In some instances, it’s been discovered that the HIE’s compensation and performance incentives are tied to its total number of open or active patient records, so there is a perceived negative financial impact of eliminating duplicate or mismatched records. By reducing the number of records in a database by 10% to 20%, this could make so-called “performance” metrics look worse; it is entirely possible that some employees and executives would see their corresponding bonuses reduced as a reward for doing the right thing. This creates an internal conflict that is at the root of the HIE’s limited success to date.
Patient behavior and reticence in response to recent high-profile data breaches also impacts the level of nationwide HIE adoption and efficacy. A recent Black Book consumer survey of more than 12,000 patients found that 57% of respondents were “skeptical of the overall benefits of health information technologies such as patient portals, mobile apps, and electronic health records mainly because of recently reported data hacking and a perceived lack of privacy protection by providers.”

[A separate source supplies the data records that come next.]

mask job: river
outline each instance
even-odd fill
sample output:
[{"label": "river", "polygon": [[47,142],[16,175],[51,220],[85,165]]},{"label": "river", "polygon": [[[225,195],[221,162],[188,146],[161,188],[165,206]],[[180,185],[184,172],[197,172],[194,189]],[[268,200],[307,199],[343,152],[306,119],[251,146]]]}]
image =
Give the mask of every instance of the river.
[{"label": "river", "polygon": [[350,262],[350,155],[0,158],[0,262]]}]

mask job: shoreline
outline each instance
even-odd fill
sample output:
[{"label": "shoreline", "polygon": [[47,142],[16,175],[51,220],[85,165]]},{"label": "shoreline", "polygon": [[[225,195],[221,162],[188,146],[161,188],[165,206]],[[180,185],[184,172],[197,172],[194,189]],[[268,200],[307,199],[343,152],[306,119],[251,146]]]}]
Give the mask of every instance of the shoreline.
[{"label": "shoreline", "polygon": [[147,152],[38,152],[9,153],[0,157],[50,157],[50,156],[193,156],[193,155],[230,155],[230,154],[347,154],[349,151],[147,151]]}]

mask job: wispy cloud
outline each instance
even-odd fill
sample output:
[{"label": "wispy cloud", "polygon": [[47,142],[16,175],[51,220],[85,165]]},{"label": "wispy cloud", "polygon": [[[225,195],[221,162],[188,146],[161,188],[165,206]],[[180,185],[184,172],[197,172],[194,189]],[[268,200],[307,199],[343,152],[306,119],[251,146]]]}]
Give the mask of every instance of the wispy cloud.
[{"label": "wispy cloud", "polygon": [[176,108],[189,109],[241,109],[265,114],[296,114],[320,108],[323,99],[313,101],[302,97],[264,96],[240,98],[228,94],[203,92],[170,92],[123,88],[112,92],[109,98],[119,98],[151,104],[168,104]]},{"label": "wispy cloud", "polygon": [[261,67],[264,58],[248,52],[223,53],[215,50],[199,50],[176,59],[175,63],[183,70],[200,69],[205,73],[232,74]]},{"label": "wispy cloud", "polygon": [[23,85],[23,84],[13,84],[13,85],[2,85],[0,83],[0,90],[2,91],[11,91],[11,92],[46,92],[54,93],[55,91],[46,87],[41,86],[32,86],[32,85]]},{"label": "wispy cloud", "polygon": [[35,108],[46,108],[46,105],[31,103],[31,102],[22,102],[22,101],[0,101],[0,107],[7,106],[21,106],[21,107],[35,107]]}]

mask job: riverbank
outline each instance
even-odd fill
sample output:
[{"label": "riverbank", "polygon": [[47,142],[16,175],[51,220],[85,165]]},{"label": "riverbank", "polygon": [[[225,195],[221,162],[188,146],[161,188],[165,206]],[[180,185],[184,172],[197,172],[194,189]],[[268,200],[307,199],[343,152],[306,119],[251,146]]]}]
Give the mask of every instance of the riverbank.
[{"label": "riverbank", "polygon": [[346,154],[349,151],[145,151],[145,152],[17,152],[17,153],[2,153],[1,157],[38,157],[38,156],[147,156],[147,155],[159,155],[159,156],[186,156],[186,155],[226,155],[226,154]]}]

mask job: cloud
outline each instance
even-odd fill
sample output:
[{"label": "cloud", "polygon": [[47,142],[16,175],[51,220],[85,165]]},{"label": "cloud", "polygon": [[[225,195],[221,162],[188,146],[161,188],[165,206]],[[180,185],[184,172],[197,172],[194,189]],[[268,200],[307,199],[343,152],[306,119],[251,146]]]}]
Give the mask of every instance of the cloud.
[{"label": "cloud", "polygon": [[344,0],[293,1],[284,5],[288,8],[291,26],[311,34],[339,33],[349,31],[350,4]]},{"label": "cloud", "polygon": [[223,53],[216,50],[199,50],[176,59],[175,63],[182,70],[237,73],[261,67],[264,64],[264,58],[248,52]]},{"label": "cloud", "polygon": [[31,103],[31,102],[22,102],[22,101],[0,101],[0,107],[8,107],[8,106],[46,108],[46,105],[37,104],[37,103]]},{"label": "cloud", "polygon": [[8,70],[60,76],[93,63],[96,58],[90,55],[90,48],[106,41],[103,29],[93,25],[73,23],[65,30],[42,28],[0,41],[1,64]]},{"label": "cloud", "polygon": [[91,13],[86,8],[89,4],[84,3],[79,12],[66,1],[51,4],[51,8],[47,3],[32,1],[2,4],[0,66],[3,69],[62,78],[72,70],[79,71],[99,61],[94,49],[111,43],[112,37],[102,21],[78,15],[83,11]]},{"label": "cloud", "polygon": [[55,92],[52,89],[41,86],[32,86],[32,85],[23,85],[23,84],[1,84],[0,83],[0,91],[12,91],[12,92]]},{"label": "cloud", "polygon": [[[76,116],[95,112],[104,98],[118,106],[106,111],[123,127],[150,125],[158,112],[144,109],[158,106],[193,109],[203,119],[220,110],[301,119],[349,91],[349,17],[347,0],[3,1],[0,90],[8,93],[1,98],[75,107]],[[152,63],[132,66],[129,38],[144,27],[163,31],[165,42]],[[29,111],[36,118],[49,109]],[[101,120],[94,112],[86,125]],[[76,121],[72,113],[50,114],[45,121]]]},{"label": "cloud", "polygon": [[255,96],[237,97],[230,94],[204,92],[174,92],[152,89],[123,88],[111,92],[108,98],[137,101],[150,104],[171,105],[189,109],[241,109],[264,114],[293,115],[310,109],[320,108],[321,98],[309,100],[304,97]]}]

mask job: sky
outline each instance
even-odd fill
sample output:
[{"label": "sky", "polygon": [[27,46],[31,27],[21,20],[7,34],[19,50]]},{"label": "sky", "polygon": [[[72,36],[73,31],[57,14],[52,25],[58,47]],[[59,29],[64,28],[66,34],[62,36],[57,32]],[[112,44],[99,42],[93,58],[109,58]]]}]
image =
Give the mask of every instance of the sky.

Additionally, survey respondents cited concerns that pharmacy prescription information, mental health notes, and chronic condition data may be shared beyond their personal physicians and insurance companies with retailers, employers, and even the government without their permission or acknowledgment. Perhaps most alarming is that 89% of respondents indicated that they have personally withheld health information during visits to their provider, which impacts the overall quality of the data that the HIE is designed to share, threatening to undermine the program’s success.
The Road to Better Expectations and Better Outcomes
At a macro level, pursuing record accuracy and contributing to a more efficient and effective HIE far outweigh the costs, both in terms of patient safety and an estimated $1.5 million of annual savings per hospital. The concept of embracing a better HIE can begin with the following improvement areas that can be addressed with relative ease:
• consider that 90% of patients can be readily identified through a simple combination of ZIP code and birthdate;
• incorporate a more effective auditing system, one that focuses on identifying underbillings as well as overbillings; and
• move away from the focus on referential data (front-end rather than back-end data), as it can worsen match rates. Third-party sources can often add to false-positives.
For health care organizations, the question of whether to take a hard look at their databases and the accuracy of their patient data is not an “if” but a “when.” The Office of the National Coordinator for Health Information Technology has established a guideline that calls for a duplicate patient record rate of less than 0.5% for health care organizations by the end of 2020.
By adopting the philosophy and methodology of cleaning up existing patient data and ensuring that any new data are clean the first time, health care organizations can best position themselves to realize significant cost savings over time, both from a billing standpoint and from a reduction in readmission penalties. Most importantly, it better ensures the highest quality of care for patients.
By addressing these issues where they stand and having industry associations play more of a leadership role as advocates for this endeavor, HIEs can achieve what they were conceptualized to accomplish.
— Randy Jones is a senior health care solutions leader at Argo.